Otra tarea de estas pomposamente llamadas “mega brigadas” (corte de greña y vacunada de perros)es saturar al pueblo con su tres colores en todos lados, y soltarles la letanía de que ellos son casi El Mesías, el Divino Salvador, el que los sacará de pobres -cuando son los que los tienen así, negándoles todo progreso en éstos últimos 206 años, todo por no procurarles bienestar ni confort, mucho menos, dividendos, como los que da el buen empleo que debería allegarles todo gobierno-.
Adrede, deliberadamente el gobierno en turno, no les allega tales beneficios, para tenerlos siempre comiendo de su mano. Bueno, para tenerlo casi siempre y no por siempre, pues cuando el pueblo convertido en elector se decida despertar, les hará pagar todas y en una sola exhibición.
PASARELA DE PILLOS
Pasear a sinvergüenzas que se andan candidateando como funcionarios caraduras, es otra tarea de estos eventos populacheros, más que populares.
Ponerlos en alfombra roja, ridícula y grosera pasarela ante una plebe (dicho con todo respeto y no en el sentido peyorativo, tal y como lo hizo una niña chiflada, hija del Ejecutivo nacional) que si bien está ahí, es por hambre y por ver qué le puede rasguñar a un gobierno ladrón que todo se lo apropia y que apenas sí lleva migajas a los de abajo.
Da risa el ver cómo les ponen tenderetes llenos de abogados (abogángsters muchos de ellos) a las familias de la periferia, gente que precisamente ha sido burlada por ellos, pues por pobres, son los únicos que tienen a sus seres queridos en prisión, o bien, están emproblemados con terrenos que el propio gobierno, amafiado con “coyotes”, les vendieron lotes en asentamientos irregulares.
Estos licenciados en Derecho sólo les dan un mejoralito en la consulta gratuita, pero luego los citan a sus despachos privados, para ahí “hacerles el pelo”, porque bien y bonito que tales profesionales de la legalidad y la justicia sacan raja del sufrimiento del pobre, asistiendo con su partido, a esas brigadas “gratuitas”, para luego atenderlos en lo oscurito.
Y LA MERA VERDAD
Y un fin más, el de verdad, la realidad de todo esto de las ferias o brigadas del PRI Gobierno con mercantilísimos fines, sí, ¡adivinaron! el de llevarle todo el money posible a alguien en Ciudad Victoria, para su jubilación, para su retiro.

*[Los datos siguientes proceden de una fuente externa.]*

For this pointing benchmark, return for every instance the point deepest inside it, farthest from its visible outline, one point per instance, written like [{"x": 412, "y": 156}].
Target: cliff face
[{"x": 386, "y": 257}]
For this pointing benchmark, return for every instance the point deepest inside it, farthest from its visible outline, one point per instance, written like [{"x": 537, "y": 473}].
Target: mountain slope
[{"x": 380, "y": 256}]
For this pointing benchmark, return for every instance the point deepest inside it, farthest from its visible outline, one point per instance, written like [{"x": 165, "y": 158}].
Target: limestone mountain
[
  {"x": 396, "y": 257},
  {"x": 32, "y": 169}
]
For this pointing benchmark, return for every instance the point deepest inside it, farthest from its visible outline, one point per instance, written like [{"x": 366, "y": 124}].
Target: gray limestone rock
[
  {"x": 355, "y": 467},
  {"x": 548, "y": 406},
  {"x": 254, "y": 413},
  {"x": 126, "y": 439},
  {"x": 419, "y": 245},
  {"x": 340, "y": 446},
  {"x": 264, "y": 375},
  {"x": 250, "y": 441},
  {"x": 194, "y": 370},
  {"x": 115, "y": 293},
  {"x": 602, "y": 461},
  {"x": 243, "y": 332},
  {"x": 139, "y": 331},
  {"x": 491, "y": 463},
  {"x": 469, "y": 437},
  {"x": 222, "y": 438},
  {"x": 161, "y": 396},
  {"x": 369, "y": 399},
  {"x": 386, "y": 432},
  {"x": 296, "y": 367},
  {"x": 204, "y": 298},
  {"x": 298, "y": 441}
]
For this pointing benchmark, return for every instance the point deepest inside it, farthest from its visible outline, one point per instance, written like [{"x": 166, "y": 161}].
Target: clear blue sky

De todos es sabido que tales ingresos nos son fiscalizados por nadie, se sirven con la cuchara grande, van a parar a donde se les antoje (ya sabemos a dónde), pues ni modo que el Congreso local o la Contraloría Estatal, exijan cuentas, si los que ahí están, son lacayos de aquel que los puso.
¿Cuantas ferias integrales o brigadas asistenciales soportaremos de aquí a la próxima elección, o mejor dicho, de aquí al fin del sexenio de Egidio Torre Cantú?